Conservation photography uses the photographic process and its products to advocate for real conservation outcomes. The discipline combines nature photography with the issue-oriented approach of documentary photography and in doing so becomes a tool for change. In close collaboration with conservation partners, this service allows photographers to build alliances, raise funds, and influence policy. This seminar introduces participants to the conservation photography discipline while challenging them to think about putting their photography to work for conservation.
For over a decade Neil Ever Osborne’s photographic and multimedia projects have been published by industry, government, and civil society collaborators. His visual communication and storytelling work focuses attention on humanity’s link to wildlife and natural habitats, with a particular interest in protected spaces and the narratives unfolding in these lands and seascapes.
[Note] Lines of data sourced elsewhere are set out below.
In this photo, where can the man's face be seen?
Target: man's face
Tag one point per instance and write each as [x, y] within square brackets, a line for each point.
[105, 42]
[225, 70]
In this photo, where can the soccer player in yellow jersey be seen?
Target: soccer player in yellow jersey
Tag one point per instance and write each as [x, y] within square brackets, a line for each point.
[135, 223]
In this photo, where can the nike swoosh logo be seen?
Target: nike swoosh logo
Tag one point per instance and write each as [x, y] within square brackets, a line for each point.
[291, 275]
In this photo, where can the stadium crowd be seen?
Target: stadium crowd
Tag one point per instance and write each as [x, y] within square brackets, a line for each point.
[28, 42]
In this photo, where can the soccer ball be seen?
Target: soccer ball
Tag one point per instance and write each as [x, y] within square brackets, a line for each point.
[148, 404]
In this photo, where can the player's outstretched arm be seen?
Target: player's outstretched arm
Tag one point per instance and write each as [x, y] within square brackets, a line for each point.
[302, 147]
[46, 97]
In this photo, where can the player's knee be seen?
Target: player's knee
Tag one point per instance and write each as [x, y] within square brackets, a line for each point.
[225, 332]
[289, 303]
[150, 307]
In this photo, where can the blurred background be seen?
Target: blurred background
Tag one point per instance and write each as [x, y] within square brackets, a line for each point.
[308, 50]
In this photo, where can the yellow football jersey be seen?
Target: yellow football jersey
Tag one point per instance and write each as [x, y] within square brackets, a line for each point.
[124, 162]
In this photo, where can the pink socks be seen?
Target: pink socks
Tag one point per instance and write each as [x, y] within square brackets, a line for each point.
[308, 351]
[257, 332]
In addition to his active role as a conservation photographer, Osborne is a contributing editor and photographer for Canadian Wildlife and Canadian Geographic magazines, an Associate Fellow of the International League of Conservation Photographers (iLCP), and a photographer in residence at the Royal Ontario Museum Centre of Discovery in Biodiversity.
Osborne has introduced courses and curriculum on conservation photography throughout North America while centralizing his efforts in the academic space at the Royal Ontario Museum in Toronto, where he directs the Environmental Visual Communication program for Fleming College.